EDWARD BARHAM

I was born in 1947, the eldest child of a much-decorated Regular soldier and an Italian partisan who met at the liberation of the walled city of Urbino in the Appenine foothills. They brought me up speaking only Italian until I went to school. I was educated at Brighton, Hove and Sussex Grammar where I excelled at history, English, art, athletics, chess and the Cadet Corps. At the age of seventeen I was Chairman of a magazine (circ. 2000) and had translated the works of Oxford poet John Heath Stubbs. After a period of work as a gravedigger and gardener at a convent I read History with War Studies at King's College London, where as Chairman of Debates I came into contact with some of the prominent figures of the 1960s. During these years I travelled alone and on foot in various remote places and served in the Royal Naval Reserve.

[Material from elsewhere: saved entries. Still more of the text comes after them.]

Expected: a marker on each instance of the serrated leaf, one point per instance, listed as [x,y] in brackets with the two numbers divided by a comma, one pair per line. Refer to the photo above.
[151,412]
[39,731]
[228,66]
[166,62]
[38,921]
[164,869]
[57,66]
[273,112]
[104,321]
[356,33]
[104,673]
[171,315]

Declining the offer of an academic post at King's I worked as tutor to a Brunei prince and then in International and Maritime Telecommunications before spending some years in primary education. My teaching career ended as Head of Faculty in a Special School for behaviourally disturbed boys. I stood for the Green Party in North Wiltshire in the General Election of 1983 and chaired various local committees.

For over forty years I have been converting, building and landscaping a Cotswold house in a one-acre garden, including the construction of an astronomical observatory housing a 10-inch telescope. My interests include construction, astronomy, writing and public speaking. The latter finds me chairing public events such as election hustings. I live my life according to the precepts of Stoicism and the ideals of the Renaissance.

My wife Ursula is a retired teacher of Music and Drama and I have two children, Kelvin and Eleanor, as well as a grandson, Maverick.

I have written radio plays and stage plays, short stories, a novel and a musical. The plays have all been performed and the novel PETERMAN published by Callisto Green (the first publisher I approached) in 2018. A bestseller in its genre, it attracted excellent reviews and international feedback. The Prime Minister of New Zealand owns a copy. Callisto Green was prepared to publish my entire canon of finished and unfinished works but then ceased trading. The onset of the pandemic and my being diagnosed with incurable cancer curtailed a programme of public appearances and I now find myself without a publisher and in need of an agent if my writing career is to continue.

The long, hard work of learning English as a second language has left me with a profound respect for its breadth, flexibility and nuance. I believe that observation using all the senses is critical to producing atmosphere and authenticity and that cadence, balance and even the visual shape of the writing on the page are important, as much for prose as for poetry.